She lay down on a frozen bench near Riverside Park. It felt like lying on a field of icicles. She hadn't switched out of her jacket ever since the Headless Hurricane and she couldn't afford a new one. It had been sufficient for autumn.

Now, it was winter.

Her well-worn coat carried so many holes that the cold seeped like venom through it that slowly infested her body. She shifted to the left and right, struggling to find the right position at which the damaged parts were the ones touching the ice so that the intact ones prevented the wind.

As long as she didn't move, the cold was nothing to worry about. Once she woke up the next morning, she was going to have to worry about finances. How should she manage them?

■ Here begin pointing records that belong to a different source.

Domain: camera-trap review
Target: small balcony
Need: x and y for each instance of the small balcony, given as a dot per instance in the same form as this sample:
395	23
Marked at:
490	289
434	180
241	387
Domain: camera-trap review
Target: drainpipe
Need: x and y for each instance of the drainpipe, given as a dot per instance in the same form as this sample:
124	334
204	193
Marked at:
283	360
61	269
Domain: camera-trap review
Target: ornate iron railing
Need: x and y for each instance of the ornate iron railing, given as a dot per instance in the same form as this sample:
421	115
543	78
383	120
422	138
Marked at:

Pickpocketing was an option, but most places had tightened their security specifically due to people like her. Asking people for quarters was another option, but she worried she didn't look enough like the pitiable victim everyone was willing to donate for. Prostitution was below her dignity, although she did have to wonder how long it took until she'd have to try that one out, too.

In the meantime, she could try to see if any shelter became available. The New York City Department of Homeless Services claimed their system had reached full capacity. After that storm that hit the entire northeast coast, which was so sudden that some thought it had supernatural causes, it was no surprise that she faced a lot of competition.

She used to live a humble life in Yonkers before everything went to hell. The boutique she used to work at got its windows shattered by rocks thrown around by the storm while her tenement became the victim of flooding. With her debts being the way they were, there was no hope for her to buy an affordable home in a place with living costs as extreme as Yonkers.

New York City was only marginally cheaper. With many people suffering similar fates, the city had no chance to absorb the refugees. Living costs skyrocketed and homeless shelters overflowed.

For those unlucky ones who got left behind, the streets and the subways remained.

Tascha couldn't sleep. Her bad leg woke her up and when she moved, the cold from standing up and exposing her jacket to the wind put her in a brief moment of shock. Tasha needed a walk. That made her warm and eased the pain her knee suffered. At least walking through the park was free. Not like they banned it like they banned benches in the subways.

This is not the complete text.